MSNBC stated that the article ‘reads alternately like a how-to guide, a satire or a lament.’ MSNBC’s critical response goes on to state that ‘the article sounds so incredible to Western readers – and many Asian ones, too – that many people thought the whole thing was satire… [but] aspects of her essay resonated profoundly with many people, especially Chinese Americans – not necessarily in a good way.’ In the ‘Financial Times,’ Isabel Berwick called the ‘tiger mother’ approach to parenting ‘the exact opposite of everything that the Western liberal holds dear.’

David Brooks of the ‘New York Times,’ in an op-ed piece entitled ‘Amy Chua is a ‘Wimp,” wrote that he believed Chua was ‘coddling her children’ because ‘[m]anaging status rivalries, negotiating group dynamics, understanding social norms, navigating the distinction between self and group — these and other social tests impose cognitive demands that blow away any intense tutoring session or a class at Yale.’ ‘The Washington Post,’ while not as critical, did suggest that ‘ending a parenting story when one child is only 15 seems premature.’

Others have noted that the ‘Wall Street Journal’ article took excerpts only from the beginning of the book, and not from any of the later chapters in which Chua describes her retreat from what she calls ‘Chinese’ parenting in response to her older daughter’s rebellion against such a strict upbringing. Jon Carroll of the ‘San Francisco Chronicle’ felt the excerpts in the ‘Wall Street Journal’ article failed to represent the content in Chua’s book and states that ‘the excerpt was chosen by the editors of the Journal and the publishers.
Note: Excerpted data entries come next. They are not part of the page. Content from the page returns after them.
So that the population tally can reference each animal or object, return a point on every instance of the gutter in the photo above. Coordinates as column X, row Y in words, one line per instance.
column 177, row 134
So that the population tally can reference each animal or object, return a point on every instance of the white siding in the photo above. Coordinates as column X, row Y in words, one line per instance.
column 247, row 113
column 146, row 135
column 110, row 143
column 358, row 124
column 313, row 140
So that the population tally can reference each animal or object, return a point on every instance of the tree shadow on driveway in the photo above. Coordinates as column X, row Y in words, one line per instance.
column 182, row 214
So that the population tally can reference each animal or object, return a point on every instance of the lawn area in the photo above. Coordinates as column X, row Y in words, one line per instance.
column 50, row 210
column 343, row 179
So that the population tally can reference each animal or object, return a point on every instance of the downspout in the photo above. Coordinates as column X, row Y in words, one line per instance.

The editors wanted to make a sensation; the publishers want to sell books’ but ‘it does not tell the whole story.’ A spokeswoman for the ‘Wall Street Journal’ told the ‘Columbia Journalism Review’ that ‘[w]e worked extensively with Amy’s publisher, as we always do with book excerpts, and they signed off on the chosen extract in advance.’ Chua maintains that ‘[t]he Journal basically strung together the most controversial sections of the book. And I had no idea they’d put that kind of a title on it.’